Re: [private-measurement] Questions about Collusion - What can be done about the collusion risk in these systems? (#12)

This is a threat model question that is dependent somewhat on the nature of the solution we choose.  It is irrelevant if we decide that the information we produce can be entrusted to sites without any intermediation or conditions.  To be clear, my view is that that outcome is unequivocally unacceptable, but it is one that I have heard expressed so it is worth stating.

The starting point for any threat model is the goal of the system and the motives and incentives of various actors who we might consider to be adversarial to those goals.  The goal of this system is to protect information about the browsing activity of web users, but to provide sufficient information that advertisers, publishers, and those they work with are able to understand how advertising performs.  What "sufficient" means here is going to be a good deal of what this group eventually spends time on, but anything short of revealing all data requires us to consider the question of collusion.

Adversaries in this case are those that seek to obtain more information than the system is designed to reveal.  I hope that it isn't necessary to articulate precisely why an adversary might find this information worth seeking.  Adversaries might seek to collude with other actors in the system to gain access to this information.  If we design a system that depends on certain actors gaining access to more information than what is sufficient, then those actors are a potential target for collusion.

When we say collusion, we might also consider the risk that an actor might be subject to compromise or attack.  Software, hardware, and systems are invariably imperfect.  An attack that leads to access to information - whether covert or not - looks little different to collusion.  The strategies we might employ to manage collusion risk also need to consider vulnerabilities.

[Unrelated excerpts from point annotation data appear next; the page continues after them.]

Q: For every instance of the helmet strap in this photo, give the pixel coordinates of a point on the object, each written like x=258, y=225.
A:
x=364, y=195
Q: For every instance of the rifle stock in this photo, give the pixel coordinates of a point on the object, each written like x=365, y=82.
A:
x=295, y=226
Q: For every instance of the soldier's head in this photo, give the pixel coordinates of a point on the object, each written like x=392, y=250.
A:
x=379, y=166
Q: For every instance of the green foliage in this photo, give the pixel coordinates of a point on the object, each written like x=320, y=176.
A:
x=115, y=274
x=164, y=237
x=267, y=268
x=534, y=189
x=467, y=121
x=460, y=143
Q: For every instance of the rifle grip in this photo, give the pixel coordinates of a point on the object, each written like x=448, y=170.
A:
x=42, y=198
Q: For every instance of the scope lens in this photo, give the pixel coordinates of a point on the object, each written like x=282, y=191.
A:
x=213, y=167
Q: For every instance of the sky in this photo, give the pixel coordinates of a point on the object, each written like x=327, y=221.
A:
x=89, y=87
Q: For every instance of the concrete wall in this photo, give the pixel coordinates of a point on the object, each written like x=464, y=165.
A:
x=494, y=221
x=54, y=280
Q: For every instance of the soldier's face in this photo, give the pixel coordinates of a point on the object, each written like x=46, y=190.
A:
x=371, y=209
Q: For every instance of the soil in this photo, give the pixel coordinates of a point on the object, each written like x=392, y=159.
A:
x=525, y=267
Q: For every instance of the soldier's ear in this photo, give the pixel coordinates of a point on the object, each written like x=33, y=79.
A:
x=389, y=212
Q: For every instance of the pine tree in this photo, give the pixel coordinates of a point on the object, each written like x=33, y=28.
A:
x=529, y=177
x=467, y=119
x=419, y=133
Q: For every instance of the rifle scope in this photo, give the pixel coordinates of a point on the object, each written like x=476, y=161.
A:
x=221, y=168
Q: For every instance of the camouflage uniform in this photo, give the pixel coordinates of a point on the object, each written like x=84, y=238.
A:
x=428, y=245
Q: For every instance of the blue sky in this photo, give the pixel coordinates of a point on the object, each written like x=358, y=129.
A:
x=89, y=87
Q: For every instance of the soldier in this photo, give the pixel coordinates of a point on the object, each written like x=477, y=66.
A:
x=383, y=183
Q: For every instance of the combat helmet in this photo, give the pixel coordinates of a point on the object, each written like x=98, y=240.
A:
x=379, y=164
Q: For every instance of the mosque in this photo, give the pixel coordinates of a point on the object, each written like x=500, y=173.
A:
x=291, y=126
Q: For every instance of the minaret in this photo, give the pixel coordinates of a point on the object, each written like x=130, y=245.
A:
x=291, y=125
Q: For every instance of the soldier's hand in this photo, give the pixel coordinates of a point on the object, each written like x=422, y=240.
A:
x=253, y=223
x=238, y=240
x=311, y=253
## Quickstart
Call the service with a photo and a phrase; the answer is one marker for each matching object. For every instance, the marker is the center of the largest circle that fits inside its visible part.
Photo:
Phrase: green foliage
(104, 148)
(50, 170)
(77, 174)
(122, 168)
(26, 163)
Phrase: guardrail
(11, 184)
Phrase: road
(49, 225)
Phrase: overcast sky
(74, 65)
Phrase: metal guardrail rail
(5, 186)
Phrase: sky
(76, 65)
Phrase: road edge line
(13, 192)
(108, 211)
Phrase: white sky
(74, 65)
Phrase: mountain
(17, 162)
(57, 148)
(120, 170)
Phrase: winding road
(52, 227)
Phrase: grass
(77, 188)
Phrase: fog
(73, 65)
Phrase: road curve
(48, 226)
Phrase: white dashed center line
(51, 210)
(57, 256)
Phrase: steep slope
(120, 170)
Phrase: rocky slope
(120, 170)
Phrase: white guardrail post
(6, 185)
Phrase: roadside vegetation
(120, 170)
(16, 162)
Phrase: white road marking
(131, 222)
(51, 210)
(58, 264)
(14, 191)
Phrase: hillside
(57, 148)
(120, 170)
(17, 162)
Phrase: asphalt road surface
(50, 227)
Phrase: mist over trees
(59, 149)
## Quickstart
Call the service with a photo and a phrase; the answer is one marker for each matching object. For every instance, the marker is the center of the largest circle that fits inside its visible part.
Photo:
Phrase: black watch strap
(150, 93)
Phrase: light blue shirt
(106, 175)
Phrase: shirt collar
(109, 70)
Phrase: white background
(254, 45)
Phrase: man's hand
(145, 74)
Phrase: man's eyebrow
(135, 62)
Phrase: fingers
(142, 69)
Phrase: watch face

For instance, we might decide to build a centralized service that receives the browsing history of all users and sticks it in a big database.  This service is responsible for providing whatever reduced portion of this information we decide is acceptable.  An adversary that convinces the operator of the service to collude might then be able to access all this data.  The collusion risk here is somewhat extreme, which makes this sort of design unlikely to be acceptable, even if it weren't totally unacceptable for multiple reasons.

### User Agents

Any system we design has a collusion risk for endpoints.  That is, user agents and the system on which they run.  It is unavoidable that user agents are exposed to every detail of browsing activity.

We generally don't consider user agents as a high risk for several reasons; see also [RFC 8890](https://www.rfc-editor.org/rfc/rfc8890.html#section-4.2).

Collusion with user agents on an instance-by-instance basis is unlikely to provide returns that are commensurate with the costs.  The same applies to targeted compromise of end systems, though the potential for mass exploitation of a shared vulnerability is real.  Here though, leaking browsing history is probably of less value to an attacker than other information that might be gained (passwords and credit card numbers spring to mind).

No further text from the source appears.